SMU professor gives his insight on ISIS
SMU Professor Sabri Ates walked to the front of his classroom to start his lecture with a question as he usually did.
But unlike most days, the projector at the front of the room wasn’t showing a PowerPoint. In place of a PowerPoint was the front cover of Dabiq, the online Islamic state magazine.
“The main question I have for today: Is it appropriate to discuss ISIS in a class on Islam?” Ates asked.
For some the answer to that question is mixed. In a press conference, President Obama said that equating ISIS’s Paris attacks to a view of Islam is wrong. According to Ates, one of the three World of Islam professors, it’s a little more complicated.
“It’s [ISIS] definitely part of a specific tradition that follows a certain part of Islam this tradition doesn’t represent the 1.5 billion Muslims in the world it represents less than 1 percent,” Ates said.
In the wake of the Paris attacks more than 120 were left dead and the French MPs voted to extend the national state of emergency.

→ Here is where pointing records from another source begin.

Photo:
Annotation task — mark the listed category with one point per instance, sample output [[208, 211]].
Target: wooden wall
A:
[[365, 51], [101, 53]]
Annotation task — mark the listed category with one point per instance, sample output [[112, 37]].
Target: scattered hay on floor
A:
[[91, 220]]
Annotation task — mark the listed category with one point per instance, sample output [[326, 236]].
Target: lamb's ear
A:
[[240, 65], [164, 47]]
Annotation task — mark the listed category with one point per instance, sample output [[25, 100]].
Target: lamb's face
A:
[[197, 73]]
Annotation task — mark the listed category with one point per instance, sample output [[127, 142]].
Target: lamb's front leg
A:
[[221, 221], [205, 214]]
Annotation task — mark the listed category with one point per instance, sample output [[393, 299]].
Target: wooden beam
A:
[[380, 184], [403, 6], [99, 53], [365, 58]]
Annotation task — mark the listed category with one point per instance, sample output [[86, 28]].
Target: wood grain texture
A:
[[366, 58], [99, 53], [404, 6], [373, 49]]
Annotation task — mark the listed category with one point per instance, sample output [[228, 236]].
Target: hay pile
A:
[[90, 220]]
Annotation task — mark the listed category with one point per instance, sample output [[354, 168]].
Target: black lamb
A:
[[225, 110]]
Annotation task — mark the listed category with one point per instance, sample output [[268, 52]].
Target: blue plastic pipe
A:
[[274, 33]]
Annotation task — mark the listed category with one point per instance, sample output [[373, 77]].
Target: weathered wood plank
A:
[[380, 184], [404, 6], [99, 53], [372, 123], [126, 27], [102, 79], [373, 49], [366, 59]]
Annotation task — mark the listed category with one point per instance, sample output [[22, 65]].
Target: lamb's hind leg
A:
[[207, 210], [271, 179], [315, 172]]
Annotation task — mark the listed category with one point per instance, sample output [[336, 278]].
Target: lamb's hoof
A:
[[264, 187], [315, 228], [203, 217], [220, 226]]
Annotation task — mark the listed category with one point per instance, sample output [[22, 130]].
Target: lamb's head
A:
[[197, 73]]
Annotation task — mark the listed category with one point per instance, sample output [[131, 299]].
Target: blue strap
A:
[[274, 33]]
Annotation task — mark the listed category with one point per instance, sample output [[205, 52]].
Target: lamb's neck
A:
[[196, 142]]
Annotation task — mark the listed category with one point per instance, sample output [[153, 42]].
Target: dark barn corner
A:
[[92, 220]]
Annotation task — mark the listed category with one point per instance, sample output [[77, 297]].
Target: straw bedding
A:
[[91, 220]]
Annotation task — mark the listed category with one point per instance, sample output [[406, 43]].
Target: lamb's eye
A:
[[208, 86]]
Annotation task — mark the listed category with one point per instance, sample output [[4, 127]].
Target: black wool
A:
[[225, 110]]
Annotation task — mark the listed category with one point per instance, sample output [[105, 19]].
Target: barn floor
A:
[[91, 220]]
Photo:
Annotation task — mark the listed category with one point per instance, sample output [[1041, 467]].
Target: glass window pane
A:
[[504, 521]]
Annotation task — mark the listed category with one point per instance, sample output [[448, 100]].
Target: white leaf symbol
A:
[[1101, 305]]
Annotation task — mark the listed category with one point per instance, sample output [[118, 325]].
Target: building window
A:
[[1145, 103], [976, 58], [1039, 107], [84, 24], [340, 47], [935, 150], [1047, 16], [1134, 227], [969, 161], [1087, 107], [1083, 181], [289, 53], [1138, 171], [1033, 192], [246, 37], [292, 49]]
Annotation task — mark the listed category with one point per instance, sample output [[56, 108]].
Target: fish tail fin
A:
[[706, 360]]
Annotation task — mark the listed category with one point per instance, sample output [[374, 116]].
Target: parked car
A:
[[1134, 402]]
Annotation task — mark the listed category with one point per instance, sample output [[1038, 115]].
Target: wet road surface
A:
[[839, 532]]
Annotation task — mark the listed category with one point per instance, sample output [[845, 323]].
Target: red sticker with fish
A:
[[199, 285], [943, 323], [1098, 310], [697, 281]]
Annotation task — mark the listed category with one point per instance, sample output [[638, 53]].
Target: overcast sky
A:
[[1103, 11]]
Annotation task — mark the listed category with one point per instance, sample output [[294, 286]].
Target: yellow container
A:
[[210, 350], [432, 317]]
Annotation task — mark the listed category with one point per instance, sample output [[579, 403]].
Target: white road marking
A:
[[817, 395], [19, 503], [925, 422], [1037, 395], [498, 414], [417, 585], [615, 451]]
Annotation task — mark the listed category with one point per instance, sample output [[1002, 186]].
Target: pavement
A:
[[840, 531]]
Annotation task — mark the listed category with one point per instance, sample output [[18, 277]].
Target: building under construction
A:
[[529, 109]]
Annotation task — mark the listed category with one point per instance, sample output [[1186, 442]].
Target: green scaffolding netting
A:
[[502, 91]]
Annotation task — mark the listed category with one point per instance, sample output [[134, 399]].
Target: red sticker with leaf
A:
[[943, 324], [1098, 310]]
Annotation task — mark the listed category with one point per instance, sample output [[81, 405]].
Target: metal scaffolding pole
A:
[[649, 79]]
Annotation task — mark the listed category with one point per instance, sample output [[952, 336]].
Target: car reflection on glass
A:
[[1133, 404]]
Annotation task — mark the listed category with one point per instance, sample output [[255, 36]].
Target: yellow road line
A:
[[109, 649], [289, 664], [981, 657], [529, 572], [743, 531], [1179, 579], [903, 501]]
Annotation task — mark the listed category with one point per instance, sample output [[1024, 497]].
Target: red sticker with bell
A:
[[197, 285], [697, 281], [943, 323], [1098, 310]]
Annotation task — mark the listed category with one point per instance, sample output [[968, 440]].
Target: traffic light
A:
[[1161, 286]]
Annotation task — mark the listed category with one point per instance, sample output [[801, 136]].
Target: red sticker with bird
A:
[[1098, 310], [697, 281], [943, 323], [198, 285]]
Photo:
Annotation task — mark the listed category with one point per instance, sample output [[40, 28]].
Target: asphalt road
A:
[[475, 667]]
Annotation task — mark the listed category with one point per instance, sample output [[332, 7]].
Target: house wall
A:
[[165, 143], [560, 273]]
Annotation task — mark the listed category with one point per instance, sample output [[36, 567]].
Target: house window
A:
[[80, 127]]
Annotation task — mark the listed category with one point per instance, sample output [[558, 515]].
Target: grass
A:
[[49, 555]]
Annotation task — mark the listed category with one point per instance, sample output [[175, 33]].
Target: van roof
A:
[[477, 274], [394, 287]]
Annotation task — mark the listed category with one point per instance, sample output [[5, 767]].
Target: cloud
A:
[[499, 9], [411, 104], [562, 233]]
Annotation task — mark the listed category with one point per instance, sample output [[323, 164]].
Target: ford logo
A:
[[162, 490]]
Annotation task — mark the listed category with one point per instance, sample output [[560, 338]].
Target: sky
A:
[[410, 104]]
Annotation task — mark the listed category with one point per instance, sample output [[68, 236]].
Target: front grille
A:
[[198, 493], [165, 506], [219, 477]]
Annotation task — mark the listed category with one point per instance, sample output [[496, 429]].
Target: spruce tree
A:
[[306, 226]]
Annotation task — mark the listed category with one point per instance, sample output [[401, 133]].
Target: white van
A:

As a response to people linking ISIS to Muslims as whole after the attack an online movement called terrorism knows no religion has started.
“What’s not realized is that Muslims suffer much more from ISIS than others,” Ates said.
According to a report by the United Nations, in the first four months of 2014, ISIS killed more than 8,493 Muslims in Iraq. Johan Elverskog, professor for World Islam, says that this is because ISIS sees Muslims that fail to align with them as not Muslim enough.
Hamas, The Muslim Brotherhood, and Al-Qaida have all denounced ISIS.
For Ates and other Muslims ideas and values that ISIS encourages aren’t the normal.
“I grew up in a Muslim country and I had never heard of those things that groups like ISIS say are Muslim,” Ates said.